Conte U-turn over TAV causes M5S chaos

Photo credit: TPI News

ROME – Prime Minister Giuseppe Conte said Wednesday that he supported the completion of the controversial high-speed railway (TAV) which would link Turin with Lyon in France, having expressed doubts about the project in the past, according to government sources.

 This could be crucial as the final decision about the project will be taken Friday, though there are still deep divisions within government over the long-standing issue. The League supports the project while the Five Star Movement for the most part opposes it.

 “To stop TAV would cost more than to complete it,” Conte said Wednesday evening, echoing a pragmatic point that others, including Interior Minister Matteo Salvini, have made in the past. Huge amounts of taxpayers’ money are a stake, he said, and the EU was willing to fund more of the project now. Alternatives to the project would not be in the “national interest” because they would be more costly, he added.

 Any alternative to TAV would have to be funded by Italy alone. Currently the EU pays for 55 per cent of the project, and Conte has previously pointed to the possibility that France could pay more than they do.

“Parliament will decide,” Deputy Prime Minister Luigi Di Maio retorted, though he held back from criticising Conte directly. There are reports, however, that he faces significant internal opposition within his party over the controversial project, with some M5S representatives disobeying orders to leave the Senate building in protest at Conte’s address.

 M5S have seized on a government commissioned cost-benefit analysis of TAV, which reported that Italy would lose some seven or eight billion euros by continuing the project.
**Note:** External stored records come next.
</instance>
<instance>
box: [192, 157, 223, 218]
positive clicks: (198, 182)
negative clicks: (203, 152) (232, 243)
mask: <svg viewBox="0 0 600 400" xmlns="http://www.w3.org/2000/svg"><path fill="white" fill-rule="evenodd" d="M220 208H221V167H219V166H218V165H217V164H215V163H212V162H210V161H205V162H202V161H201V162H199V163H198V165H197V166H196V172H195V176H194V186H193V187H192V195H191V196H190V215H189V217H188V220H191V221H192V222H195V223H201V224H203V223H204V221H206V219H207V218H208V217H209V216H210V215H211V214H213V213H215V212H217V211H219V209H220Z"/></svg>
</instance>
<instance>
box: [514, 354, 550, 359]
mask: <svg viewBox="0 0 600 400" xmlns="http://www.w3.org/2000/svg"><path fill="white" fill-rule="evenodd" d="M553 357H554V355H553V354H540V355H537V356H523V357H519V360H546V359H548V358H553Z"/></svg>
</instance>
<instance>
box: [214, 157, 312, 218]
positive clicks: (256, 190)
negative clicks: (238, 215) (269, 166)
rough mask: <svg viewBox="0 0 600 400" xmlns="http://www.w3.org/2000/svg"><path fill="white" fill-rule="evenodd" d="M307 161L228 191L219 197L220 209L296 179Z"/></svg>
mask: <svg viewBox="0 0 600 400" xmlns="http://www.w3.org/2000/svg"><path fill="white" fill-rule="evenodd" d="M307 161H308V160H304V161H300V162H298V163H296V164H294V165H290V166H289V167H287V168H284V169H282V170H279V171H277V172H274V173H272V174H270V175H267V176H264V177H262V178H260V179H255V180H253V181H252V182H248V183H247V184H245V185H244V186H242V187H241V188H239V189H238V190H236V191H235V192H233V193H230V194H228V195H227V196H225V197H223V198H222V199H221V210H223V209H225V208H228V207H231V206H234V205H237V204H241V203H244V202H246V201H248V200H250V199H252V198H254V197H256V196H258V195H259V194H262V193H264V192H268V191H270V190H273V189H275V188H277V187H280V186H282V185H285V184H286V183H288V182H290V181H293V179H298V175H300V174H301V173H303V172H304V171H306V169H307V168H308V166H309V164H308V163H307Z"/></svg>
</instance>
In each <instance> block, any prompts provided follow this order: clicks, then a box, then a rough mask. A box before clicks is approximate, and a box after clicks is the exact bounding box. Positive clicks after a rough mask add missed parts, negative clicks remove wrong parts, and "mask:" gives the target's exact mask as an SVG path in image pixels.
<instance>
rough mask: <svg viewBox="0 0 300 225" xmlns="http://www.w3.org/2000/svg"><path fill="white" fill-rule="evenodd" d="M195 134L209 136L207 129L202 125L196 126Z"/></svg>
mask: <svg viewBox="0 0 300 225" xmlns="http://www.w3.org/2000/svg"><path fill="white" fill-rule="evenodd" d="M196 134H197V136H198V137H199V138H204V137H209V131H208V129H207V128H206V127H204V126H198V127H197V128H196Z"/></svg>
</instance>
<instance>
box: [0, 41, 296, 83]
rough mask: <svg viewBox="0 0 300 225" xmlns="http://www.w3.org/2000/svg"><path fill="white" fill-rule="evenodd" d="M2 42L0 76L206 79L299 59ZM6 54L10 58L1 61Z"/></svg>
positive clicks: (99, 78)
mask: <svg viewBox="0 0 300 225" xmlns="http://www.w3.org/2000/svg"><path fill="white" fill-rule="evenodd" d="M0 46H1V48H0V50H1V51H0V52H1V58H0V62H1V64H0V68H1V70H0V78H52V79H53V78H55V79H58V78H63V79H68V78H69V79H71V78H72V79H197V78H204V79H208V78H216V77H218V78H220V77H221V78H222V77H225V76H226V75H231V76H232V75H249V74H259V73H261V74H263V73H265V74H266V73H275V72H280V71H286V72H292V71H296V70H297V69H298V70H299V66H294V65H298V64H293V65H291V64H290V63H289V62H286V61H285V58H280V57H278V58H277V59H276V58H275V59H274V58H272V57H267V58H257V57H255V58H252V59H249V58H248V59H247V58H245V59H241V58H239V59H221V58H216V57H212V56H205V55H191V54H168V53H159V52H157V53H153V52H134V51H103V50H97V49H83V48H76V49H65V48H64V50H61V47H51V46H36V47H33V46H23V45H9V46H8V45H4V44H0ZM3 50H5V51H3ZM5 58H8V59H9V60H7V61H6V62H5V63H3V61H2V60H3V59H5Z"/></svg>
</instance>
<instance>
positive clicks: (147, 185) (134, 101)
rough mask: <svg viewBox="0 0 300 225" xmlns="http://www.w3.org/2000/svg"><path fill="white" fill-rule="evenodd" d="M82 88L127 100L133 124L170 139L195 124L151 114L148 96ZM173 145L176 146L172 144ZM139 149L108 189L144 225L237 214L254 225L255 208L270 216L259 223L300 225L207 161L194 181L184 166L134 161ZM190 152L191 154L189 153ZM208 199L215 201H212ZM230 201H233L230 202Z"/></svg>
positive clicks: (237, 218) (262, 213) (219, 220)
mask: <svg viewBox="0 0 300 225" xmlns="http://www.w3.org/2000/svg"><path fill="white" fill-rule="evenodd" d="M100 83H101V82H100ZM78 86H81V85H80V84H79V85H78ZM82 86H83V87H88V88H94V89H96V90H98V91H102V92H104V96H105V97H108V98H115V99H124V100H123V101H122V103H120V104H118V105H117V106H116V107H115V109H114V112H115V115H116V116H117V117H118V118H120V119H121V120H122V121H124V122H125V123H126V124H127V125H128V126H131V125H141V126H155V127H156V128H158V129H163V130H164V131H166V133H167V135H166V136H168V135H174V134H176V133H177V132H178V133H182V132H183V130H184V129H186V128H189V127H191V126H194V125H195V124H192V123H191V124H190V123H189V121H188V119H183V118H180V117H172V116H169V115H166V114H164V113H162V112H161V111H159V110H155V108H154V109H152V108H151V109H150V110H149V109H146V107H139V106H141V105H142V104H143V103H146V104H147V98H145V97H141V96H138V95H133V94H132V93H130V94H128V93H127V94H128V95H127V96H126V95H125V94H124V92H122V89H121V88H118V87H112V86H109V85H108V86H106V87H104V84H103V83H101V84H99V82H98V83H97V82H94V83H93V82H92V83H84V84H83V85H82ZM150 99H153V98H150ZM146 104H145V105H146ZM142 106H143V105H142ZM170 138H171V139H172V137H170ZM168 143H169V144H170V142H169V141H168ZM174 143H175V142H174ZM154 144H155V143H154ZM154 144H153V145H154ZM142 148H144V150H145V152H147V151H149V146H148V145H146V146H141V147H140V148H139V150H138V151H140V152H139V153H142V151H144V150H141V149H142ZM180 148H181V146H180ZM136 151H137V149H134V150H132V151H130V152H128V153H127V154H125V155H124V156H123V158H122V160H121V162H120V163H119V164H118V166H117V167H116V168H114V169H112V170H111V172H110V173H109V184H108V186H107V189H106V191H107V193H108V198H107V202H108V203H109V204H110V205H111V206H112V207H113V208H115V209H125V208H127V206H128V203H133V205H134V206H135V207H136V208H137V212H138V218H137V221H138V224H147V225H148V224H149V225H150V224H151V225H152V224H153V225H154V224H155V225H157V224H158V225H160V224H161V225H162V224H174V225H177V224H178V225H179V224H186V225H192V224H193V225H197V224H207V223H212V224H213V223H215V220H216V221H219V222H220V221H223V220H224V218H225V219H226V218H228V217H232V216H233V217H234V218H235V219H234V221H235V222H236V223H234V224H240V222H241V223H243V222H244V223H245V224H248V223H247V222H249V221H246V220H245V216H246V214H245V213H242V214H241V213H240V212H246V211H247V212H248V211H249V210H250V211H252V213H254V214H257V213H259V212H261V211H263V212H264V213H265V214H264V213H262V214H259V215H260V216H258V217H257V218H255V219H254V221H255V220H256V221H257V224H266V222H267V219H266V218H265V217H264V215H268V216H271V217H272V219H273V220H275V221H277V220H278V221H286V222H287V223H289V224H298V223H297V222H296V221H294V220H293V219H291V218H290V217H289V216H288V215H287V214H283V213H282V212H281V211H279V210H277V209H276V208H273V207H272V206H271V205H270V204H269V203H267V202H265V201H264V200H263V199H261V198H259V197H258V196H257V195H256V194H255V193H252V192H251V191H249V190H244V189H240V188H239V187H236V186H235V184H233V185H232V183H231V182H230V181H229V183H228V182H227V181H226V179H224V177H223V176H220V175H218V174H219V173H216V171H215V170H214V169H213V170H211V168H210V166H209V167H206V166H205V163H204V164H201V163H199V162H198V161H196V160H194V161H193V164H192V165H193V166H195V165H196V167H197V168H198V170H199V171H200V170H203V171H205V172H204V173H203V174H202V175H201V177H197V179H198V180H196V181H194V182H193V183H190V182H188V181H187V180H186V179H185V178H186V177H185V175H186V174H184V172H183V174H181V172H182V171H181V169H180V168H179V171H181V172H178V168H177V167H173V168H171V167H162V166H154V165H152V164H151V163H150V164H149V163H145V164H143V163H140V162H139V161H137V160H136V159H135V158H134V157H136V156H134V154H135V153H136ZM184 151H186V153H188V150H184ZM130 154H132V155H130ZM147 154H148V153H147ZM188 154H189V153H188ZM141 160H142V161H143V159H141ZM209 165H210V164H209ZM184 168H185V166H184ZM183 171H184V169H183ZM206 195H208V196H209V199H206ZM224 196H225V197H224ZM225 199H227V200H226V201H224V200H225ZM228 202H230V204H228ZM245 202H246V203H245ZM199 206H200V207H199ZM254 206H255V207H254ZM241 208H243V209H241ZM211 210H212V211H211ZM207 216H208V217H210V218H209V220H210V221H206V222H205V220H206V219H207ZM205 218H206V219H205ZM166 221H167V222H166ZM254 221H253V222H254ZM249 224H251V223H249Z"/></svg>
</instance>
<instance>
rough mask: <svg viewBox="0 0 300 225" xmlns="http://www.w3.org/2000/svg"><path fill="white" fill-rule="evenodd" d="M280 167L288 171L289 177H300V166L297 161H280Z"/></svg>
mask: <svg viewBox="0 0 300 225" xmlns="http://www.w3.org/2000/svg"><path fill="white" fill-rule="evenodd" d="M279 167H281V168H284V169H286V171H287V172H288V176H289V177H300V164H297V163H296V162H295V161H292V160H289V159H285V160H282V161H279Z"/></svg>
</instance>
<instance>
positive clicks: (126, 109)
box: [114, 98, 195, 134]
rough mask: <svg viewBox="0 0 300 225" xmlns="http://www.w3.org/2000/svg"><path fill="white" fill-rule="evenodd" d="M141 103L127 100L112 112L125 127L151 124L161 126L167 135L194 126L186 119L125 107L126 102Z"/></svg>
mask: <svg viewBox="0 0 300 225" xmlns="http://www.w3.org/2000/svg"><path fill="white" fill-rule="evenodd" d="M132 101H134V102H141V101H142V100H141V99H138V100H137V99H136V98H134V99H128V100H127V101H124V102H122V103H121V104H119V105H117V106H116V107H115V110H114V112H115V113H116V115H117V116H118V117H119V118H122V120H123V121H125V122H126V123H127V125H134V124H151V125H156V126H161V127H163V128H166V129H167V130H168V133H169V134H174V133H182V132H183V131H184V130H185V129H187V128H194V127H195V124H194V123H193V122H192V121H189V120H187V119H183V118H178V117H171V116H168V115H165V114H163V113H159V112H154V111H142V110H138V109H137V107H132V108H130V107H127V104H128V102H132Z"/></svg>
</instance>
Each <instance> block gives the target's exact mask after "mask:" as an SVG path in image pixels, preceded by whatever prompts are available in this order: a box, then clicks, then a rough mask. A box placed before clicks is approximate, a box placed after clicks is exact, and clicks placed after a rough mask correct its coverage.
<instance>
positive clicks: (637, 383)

The League dismisses this report.

 Salvini earlier in the week called on M5S Transport Minister Danilo Toninelli, who vehemently opposes the costly railway, to “unblock” TAV. Though denying reports that he wants him removed in a reshuffle at the heart of government, Salvini said, apparently alluding to Toninelli: “It is a fundamental project but it is not the only one that a minister has blocked, and either the minister of blocks unblocks it or I don't understand what he's doing in government.”

 The project, which was first conceived in the 1990s, has faced staunch opposition from organised groups ever since. "Conte has shown that he doesn't know how determined we are," said one the messages on a website linked to the resistance movement, No TAV, which has at times been likened to partisan resistance in World War II.